A veces me sorprendo a mí mismo en medio de esa incomprensión lectora. No entiendo nada. No entiendo por qué hemos vendido la maravilla de la lectura y la escritura tan barato. Por qué en las escuelas —y en las familias— hemos creído que lo atractivo, lo rápido e hiperestimulante era lo mejor para nuestros hijos. Por qué hemos escuchado los cantos de sirena que nos apartaban de una de las más maravillosas creaciones humanas: el lenguaje. Es que la tecnología tiene muchas posibilidades, dice el mantra de la educación digital. Lástima que por eso les estemos privando a los más jóvenes de las infinitas posibilidades que tienen los libros, y el conocimiento poderoso que pueden sacar de ellos gracias a buenos y sabios maestros. Que los hay.

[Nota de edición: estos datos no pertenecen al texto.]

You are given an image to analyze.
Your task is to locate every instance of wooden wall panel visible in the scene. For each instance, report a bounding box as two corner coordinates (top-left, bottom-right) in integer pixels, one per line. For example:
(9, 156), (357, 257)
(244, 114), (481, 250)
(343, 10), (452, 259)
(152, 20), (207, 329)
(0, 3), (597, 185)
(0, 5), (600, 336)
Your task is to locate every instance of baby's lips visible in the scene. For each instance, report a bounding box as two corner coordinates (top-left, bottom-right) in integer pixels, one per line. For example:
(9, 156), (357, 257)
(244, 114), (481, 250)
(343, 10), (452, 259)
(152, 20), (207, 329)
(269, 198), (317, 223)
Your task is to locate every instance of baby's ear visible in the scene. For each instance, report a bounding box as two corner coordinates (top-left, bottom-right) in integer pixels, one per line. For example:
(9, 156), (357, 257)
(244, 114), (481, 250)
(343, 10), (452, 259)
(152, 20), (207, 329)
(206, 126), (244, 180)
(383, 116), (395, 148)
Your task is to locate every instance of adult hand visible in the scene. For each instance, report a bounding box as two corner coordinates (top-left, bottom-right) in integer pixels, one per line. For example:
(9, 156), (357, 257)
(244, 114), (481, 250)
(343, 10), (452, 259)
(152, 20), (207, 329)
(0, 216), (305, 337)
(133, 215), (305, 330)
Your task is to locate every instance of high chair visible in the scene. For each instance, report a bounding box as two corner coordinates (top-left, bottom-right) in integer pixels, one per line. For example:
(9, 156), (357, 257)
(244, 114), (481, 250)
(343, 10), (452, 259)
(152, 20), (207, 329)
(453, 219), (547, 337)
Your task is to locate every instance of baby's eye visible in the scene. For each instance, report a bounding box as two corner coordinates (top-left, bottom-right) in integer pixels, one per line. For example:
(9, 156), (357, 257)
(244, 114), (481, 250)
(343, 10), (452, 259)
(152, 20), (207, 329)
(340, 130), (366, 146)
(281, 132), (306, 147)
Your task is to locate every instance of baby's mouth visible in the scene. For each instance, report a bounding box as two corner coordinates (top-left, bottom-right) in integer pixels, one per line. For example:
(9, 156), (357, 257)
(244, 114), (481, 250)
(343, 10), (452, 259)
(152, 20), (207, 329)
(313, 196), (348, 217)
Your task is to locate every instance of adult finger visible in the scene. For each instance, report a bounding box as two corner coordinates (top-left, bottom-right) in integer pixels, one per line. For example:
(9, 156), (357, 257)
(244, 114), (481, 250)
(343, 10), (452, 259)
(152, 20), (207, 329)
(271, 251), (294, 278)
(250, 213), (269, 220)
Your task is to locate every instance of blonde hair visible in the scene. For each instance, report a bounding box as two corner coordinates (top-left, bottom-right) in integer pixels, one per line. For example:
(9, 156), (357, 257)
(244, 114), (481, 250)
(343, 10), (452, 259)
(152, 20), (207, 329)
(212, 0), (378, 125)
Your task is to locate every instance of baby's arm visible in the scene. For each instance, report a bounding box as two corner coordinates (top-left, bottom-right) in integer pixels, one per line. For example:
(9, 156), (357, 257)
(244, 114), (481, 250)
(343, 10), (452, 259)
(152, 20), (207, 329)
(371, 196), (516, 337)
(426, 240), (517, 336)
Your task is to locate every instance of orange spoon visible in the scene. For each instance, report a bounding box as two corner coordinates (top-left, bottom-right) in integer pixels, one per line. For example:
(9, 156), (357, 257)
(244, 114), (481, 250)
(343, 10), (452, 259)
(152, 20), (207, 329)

Leer y escribir. Yo solo quiero que mis alumnos (y mis hijas) sepan leer y escribir. Con todo lo que eso implica. Porque gracias a eso podrán disfrutar de miles de aventuras e historias, o comprender y resolver un problema matemático, o elaborar sus propios razonamientos con soltura, o valorar todo aquello que requiere tiempo pausado y atención, o expresar con precisión su pensamiento, o ponerle nombre a sus vivencias profundas, o hablar en público con riqueza de vocabulario, o aprender a través de la lectura montones de conocimientos que les harán más sabios, más críticos y más libres. «Lee y conducirás, no leas y serás conducido», reza una frase atribuida a Santa Teresa de Jesús. Hasta ahí puedo leer.